Archive for March 5th, 2008

Bubblicious, Continued

Wednesday, March 5th, 2008

Stephen Roach is almost right. No doubt an avid reader of EconoSpeak, he has come to see that the US has slid into the condition of a bubble economy, and that the post-bubble landscape has the potential to be chronically depressive. His article is constructed around a comparison between the US today and Japan in the wake of its own debubblization. The big difference, of course, is that Japan was and remains a major creditor nation, while the US is storming new depths in external debt.
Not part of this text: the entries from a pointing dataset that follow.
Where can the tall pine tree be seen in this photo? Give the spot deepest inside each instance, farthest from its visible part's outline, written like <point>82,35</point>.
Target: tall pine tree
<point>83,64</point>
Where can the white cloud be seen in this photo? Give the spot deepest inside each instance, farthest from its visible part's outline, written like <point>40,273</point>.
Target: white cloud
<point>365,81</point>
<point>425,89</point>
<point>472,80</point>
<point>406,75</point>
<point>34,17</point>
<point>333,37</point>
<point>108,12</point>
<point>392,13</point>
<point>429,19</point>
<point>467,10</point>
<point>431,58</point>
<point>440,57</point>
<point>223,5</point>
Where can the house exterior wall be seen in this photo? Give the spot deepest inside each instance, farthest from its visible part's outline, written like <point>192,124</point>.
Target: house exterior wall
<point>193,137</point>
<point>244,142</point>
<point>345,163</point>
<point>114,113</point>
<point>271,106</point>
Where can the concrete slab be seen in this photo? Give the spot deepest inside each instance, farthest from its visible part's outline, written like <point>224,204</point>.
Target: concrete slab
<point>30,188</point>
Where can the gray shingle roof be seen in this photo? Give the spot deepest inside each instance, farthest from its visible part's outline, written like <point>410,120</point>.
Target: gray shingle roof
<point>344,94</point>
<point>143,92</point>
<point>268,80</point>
This matters a lot. Leaving Japan aside for another day, we should note that the broad relationship between US bubbles – stocks, mortgages, creative credit packages, and the currency itself – are ultimately derived from the recycling of dollars exiting the country through the current account deficit. These returning capital inflows purchase assets that support, directly or indirectly, the ability of US consumers to enjoy consumption in excess of production. The moral of the story: the US economy, steadily drawing down its privileges from decades of producing the world’s key currency, is able to maintain otherwise impossible external deficits, and these in turn impose low or even negative savings rates. (For details, read this.)

So Roach has it backwards when he says

Like their counterparts in Japan in the 1990s, American authorities may be deluding themselves into believing they can forestall the endgame of post-bubble adjustments. Government aid is being aimed, mistakenly, at maintaining unsustainably high rates of personal consumption. Yet that’s precisely what got the United States into this mess in the first place — pushing down the savings rate, fostering a huge trade deficit and stretching consumers to take on an untenable amount of debt.

Trying to solve the underlying cause of the current account/bubble dependency problem by allowing consumption to collapse is killing the patient to cure the disease. He then partially contradicts himself and gets it right when he immediately adds

A more effective strategy would be to try to tilt the economy away from consumption and toward exports and long-needed investments in infrastructure.

Investments in infrastructure, need we point out, also support consumption, especially if they are financed by an enlargement of public debt, but they do it the right way.

His other suggestion, a weaker dollar, is reasonable as far as it goes, but it would be an exaggeration to call it a policy. There is no magic wand anyone in the US can wave to make the dollar go down: it requires accommodation from those whose currencies have to rise. Moreover, the problem at the moment is that exchange rate flexibility is grossly uneven and doesn’t correspond to trade flows. Nearly all the burden of adjustment is being placed on the dollar-euro exchange rate. This is a big problem for Europe, particularly since the RMB is tied to the dollar. So the EU racks up an ever-bigger deficit with China: how does this help the US? A dollar initiative has to be multilateral, like the Plaza Accord of old. Failing that, or as an inducement to cooperation, the US can begin to explore unilateral options to manage its current and capital accounts.

Sectoral strategies can also play a big role. Emergency action to reduce oil consumption, and therefore imports, should be high on the agenda. We can dust off perfectly reasonable ideas that were shelved at the end of the 1970’s, beginning of course with much more aggressive fuel economy standards and support for residential insulation. For more particulars see organizations like ACEEE. The general point is that expenditure-switching is ultimately an investment program.

Incidentally, one of the paradoxes of this election season is the vast gulf that separates the economic pronouncements of the candidates from the actual condition of the country. No one is talking in a coherent way at the moment about the toxic stew of external deficits, bubble finance, and sputtering demand. Creative strategies that could link economic solutions to progress on climate change and other social goals are completely out of the picture. Do we expect sensible policies to just descend on us, like spores from outer space, in 2009?